Lycée d’Arsonval

27, septembre 2013  |  Publié : Non classé  | 

Proposition de parcours pédagogique conduit avec les logiciels Lignes de Temps et Renkan en classe de seconde, option « Littérature et Société » autour de la question de la représentation des Gitans dans la culture européenne.

 

La séquence s’inscrit dans un travail mené tout au long de l’année autour de la question de la représentation des Gitans dans la littérature et les arts en Europe, depuis le XVIème siècle jusqu’à aujourd’hui. Pendant un premier semestre un corpus d’œuvres : textes complets, extraits de textes, et documents iconographiques : tableaux et gravures, sont proposés aux élèves, en classe, en lecture à la maison, et en visite d’exposition (l’exposition « Bohèmes » au Grand Palais). Le corpus fait une large part à la production romantique et post-romantique, en particulier dans la poésie et le récit de voyage, dans laquelle les Gitans s’élèvent au rang d’un véritable mythe[1], mais permet d’évoquer aussi l’origine de ce mythe : la Gitanilla de Cervantès, les « Bohémiens en route » de Jacques Callot, et ses avatars plus récents : le Gadzio de l’Enfant et la Rivière d’Henri Bosco, ou encore les Gitans dans la chanson « de variété  française » au XXème siècle.
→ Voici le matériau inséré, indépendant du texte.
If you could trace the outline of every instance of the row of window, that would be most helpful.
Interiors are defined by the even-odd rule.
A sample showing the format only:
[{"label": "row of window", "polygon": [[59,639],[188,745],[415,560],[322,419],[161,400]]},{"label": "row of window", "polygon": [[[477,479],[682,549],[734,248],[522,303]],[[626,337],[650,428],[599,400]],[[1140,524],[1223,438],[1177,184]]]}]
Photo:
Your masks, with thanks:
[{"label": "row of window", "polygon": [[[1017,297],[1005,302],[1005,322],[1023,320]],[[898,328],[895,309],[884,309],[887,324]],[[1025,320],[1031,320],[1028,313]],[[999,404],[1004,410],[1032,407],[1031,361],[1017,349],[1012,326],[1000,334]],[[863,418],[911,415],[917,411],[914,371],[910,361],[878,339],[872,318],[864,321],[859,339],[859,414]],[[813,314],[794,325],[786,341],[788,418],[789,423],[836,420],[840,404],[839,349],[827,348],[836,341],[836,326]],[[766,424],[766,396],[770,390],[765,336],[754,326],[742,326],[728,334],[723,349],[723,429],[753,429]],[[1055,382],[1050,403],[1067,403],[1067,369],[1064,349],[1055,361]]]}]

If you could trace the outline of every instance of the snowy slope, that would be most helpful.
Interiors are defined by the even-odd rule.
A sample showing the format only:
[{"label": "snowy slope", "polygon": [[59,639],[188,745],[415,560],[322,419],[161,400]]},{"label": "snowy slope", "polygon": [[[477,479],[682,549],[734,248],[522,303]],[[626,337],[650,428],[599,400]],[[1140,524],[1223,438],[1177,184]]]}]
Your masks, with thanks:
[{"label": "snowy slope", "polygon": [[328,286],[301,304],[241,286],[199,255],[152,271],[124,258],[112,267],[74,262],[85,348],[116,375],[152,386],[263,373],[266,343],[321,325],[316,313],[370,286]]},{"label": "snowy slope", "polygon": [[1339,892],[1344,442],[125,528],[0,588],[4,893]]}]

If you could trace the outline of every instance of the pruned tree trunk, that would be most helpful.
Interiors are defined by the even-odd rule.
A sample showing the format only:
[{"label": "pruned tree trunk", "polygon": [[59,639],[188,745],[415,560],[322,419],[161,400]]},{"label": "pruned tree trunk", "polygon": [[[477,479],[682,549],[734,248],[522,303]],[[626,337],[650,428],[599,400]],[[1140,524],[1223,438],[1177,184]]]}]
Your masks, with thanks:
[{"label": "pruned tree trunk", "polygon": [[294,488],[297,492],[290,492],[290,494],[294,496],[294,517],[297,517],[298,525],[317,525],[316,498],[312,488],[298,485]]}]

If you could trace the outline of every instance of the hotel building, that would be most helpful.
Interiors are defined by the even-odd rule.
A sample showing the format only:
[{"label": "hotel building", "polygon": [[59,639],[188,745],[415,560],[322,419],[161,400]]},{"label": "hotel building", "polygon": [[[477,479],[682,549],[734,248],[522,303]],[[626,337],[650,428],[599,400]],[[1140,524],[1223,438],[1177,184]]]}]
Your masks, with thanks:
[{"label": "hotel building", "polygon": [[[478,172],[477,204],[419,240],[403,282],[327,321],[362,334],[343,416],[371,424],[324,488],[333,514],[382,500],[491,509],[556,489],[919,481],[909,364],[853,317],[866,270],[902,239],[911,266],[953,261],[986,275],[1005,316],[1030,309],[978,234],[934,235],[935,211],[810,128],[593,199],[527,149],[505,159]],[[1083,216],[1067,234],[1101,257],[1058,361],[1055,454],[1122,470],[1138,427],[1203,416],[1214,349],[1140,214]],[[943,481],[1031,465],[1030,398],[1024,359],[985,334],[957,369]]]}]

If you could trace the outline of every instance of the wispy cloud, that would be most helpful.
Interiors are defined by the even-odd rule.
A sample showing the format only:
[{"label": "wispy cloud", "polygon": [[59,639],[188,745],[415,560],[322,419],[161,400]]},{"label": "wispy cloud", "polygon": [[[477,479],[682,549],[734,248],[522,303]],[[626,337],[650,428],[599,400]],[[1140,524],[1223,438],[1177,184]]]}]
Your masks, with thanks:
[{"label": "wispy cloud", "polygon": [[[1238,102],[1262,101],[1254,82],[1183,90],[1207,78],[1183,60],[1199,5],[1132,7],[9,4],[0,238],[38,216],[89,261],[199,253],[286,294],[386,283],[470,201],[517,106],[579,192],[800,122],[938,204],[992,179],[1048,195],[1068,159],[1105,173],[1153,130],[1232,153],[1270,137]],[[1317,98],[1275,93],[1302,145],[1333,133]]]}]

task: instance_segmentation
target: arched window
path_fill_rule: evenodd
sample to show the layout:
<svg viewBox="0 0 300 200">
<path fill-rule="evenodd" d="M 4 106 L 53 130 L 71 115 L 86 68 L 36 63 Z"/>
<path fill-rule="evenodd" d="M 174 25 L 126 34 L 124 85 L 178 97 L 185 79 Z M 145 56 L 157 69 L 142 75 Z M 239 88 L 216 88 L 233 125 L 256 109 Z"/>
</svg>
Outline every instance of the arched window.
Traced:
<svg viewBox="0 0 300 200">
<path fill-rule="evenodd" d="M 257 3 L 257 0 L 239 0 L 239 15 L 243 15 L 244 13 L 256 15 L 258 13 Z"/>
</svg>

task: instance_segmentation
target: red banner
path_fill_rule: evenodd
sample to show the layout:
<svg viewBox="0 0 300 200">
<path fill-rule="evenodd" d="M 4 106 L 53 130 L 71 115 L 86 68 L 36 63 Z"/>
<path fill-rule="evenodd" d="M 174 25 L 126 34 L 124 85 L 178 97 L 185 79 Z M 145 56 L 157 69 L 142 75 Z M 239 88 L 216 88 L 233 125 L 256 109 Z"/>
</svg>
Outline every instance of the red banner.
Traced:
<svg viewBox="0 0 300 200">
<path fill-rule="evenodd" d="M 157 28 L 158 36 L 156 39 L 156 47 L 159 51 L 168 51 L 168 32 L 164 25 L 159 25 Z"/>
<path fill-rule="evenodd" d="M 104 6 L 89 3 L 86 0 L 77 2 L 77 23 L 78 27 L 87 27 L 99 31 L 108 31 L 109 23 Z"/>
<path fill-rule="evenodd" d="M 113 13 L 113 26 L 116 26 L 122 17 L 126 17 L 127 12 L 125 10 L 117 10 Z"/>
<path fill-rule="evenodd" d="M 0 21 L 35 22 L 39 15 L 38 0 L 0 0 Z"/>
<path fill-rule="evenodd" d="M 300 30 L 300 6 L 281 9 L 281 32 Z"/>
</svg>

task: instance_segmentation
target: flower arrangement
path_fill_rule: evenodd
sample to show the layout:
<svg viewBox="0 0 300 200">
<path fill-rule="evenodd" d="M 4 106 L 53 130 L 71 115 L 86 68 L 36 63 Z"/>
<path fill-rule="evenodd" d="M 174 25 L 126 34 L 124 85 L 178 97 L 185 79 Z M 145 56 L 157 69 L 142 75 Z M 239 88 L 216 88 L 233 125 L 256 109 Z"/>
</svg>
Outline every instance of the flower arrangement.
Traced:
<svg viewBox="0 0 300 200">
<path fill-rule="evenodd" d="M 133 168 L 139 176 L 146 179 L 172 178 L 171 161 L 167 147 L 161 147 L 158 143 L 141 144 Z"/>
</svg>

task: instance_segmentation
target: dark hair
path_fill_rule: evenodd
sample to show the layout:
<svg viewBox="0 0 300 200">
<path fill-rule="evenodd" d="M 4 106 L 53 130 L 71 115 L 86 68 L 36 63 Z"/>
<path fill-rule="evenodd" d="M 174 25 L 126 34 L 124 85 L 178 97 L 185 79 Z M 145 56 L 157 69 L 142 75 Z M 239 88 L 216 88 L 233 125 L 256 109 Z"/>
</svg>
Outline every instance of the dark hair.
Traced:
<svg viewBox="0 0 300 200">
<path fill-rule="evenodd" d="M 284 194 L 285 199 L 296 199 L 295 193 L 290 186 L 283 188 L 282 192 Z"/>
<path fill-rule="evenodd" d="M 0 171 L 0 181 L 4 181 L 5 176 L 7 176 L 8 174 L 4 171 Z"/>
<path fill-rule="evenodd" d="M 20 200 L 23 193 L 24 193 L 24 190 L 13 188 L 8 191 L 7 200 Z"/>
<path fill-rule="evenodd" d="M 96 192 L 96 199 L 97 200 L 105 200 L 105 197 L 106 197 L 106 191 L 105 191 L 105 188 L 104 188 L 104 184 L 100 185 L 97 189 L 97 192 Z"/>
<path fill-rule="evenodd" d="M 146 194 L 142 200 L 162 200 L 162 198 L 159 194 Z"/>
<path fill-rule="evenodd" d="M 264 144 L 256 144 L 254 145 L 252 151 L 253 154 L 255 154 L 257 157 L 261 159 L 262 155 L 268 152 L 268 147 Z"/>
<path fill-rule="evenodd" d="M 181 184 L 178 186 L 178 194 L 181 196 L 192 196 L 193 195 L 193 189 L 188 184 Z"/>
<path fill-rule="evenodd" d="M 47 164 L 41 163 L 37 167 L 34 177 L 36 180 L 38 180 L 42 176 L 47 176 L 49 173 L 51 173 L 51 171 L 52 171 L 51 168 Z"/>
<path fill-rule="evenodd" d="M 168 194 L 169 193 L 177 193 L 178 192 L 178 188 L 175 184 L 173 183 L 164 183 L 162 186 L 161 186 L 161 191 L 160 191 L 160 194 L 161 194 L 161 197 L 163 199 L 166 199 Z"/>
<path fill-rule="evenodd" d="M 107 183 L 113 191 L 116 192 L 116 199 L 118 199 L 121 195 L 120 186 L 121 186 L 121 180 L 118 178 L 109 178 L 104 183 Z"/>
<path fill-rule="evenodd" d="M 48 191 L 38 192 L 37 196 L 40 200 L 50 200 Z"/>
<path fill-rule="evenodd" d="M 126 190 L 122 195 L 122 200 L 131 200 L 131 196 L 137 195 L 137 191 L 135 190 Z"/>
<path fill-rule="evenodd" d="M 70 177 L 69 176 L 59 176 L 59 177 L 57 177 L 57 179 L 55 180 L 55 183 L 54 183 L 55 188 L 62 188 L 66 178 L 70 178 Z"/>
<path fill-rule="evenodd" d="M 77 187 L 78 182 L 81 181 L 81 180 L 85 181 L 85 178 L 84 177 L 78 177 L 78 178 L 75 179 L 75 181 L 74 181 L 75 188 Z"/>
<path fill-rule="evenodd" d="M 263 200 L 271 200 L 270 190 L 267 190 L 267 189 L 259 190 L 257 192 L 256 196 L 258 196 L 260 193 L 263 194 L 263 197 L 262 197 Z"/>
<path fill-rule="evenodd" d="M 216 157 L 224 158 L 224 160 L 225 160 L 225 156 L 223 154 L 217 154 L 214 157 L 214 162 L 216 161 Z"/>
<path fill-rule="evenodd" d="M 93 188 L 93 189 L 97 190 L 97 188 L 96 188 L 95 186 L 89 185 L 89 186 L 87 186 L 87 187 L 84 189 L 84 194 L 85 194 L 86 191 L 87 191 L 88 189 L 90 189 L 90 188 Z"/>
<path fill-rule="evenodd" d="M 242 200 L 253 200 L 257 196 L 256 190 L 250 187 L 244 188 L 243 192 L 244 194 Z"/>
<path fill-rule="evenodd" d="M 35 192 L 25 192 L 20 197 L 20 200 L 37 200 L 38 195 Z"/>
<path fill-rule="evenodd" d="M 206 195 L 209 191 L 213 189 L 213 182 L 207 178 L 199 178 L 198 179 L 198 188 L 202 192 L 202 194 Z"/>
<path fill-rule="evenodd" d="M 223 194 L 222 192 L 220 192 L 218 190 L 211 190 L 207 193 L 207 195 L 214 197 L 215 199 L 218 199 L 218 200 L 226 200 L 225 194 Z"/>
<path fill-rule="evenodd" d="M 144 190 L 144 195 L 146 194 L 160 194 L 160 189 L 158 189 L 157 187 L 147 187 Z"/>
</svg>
La synthèse de ce travail de lecture, d’observation et d’analyse, prend la forme d’une carte mentale  réalisée  à la main et sur papier par les élèves. Elle met en évidence les aspects les plus marquants, non pas de l’identité bohémienne en elle-même, mais de sa représentation construite par et dans la culture non-gitane (ou « gadjé » pour reprendre le terme utilisé par les Gitans eux-mêmes) : instrumentalisés, les Gitans sont des figures qui signifient toujours autre chose que ce qu’ils sont, et renvoient, pour l’essentiel, à la liberté, à la nature, à la perte de l’origine, et bien entendu à l’altérité. On remarque aussi l’extrême labilité de leur image, signe de l’extrême ambivalence du regard posé sur eux : princes et misérables, forts et faibles, innocents et délinquants, libres et aliénés, attirants et repoussants … On conclut sur la difficulté à saisir la réalité de l’identité gitane, ainsi recouverte par les projections et figurations, qui dégénèrent en clichés,  créées par l’imagination des artistes.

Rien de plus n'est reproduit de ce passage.